Red Posole Vegetable Chili

½ cup dried black beans (1½ cups cooked)
½ cup dried black eyed peas (1½ cups cooked)
½ cup dried red beans (1½ cups cooked)
1 tsp. extra-virgin olive oil
2 tsp. garlic, minced
¾ cup onion, diced
1 jalapeno, minced
2 dried ancho chilis, roasted and chopped
1½ cup bell pepper, diced
1 cup mushrooms, quartered
1¾ cup zucchini, cut into ½” half moons
2 tsp. chili powder
1 tsp. ground cumin
1 ½ tsp. dried oregano
3 ½ cup tomatoes, diced OR 1 (32oz.) can diced tomatoes
4 cups water
2 tbsp. tomato paste
3 cups fresh spinach
1 tbsp. lime juice
salt, pepper, and cayenne to taste

Directions:
1) If required, cook beans
2) In large pot, sauté garlic in oil on medium-high until brown, ~30s.
3) Add onions. Saute until soft, ~3-4min.
4) Add jalapenos, roasted dried chilis, and bell pepper. Saute until soft,~3min.
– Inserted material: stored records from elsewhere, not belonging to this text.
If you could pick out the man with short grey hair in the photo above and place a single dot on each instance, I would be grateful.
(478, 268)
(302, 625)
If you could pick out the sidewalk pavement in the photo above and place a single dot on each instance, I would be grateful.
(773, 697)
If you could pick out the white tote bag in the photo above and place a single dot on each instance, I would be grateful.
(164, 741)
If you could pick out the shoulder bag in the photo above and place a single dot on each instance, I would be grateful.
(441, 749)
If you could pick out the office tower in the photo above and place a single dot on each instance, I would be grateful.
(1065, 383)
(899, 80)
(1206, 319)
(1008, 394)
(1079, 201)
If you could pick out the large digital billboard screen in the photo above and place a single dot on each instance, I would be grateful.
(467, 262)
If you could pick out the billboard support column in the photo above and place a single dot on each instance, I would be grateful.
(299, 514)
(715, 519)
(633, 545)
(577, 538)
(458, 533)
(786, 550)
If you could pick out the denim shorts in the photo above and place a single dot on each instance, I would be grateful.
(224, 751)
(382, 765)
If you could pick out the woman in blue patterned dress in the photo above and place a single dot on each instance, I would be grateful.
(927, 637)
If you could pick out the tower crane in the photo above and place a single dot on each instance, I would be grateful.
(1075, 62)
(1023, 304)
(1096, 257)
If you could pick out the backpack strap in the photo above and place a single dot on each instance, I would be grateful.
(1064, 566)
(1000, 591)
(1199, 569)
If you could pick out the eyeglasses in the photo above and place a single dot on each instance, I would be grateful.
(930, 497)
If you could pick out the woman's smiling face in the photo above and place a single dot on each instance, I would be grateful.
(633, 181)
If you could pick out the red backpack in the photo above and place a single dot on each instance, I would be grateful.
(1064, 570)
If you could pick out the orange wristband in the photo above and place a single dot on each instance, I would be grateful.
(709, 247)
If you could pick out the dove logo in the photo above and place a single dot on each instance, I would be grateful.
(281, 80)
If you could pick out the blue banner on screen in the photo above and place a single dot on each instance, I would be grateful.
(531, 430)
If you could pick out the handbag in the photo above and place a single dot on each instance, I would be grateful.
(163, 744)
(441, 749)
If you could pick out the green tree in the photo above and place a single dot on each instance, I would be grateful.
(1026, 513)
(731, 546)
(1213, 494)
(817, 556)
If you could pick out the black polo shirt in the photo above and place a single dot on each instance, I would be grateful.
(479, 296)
5) Add mushrooms, zucchini, and spices. Stir. Add ~2 cups water and cook until zucchini slightly soft, ~5min.
6) Add cooked beans, tomatoes, tomato paste, and 4 cups water. Stir, cover and bring to a boil. Reduce heat to a simmer and cook ~35 min, stirring occasionally.
7) Add spinach in batches; stir and cook until bright green and wilted.
8) Add lime juice, salt, pepper, and cayenne (to taste). Stir.
9) Turn off heat and let sit ~5 min. before serving to let the flavours meld.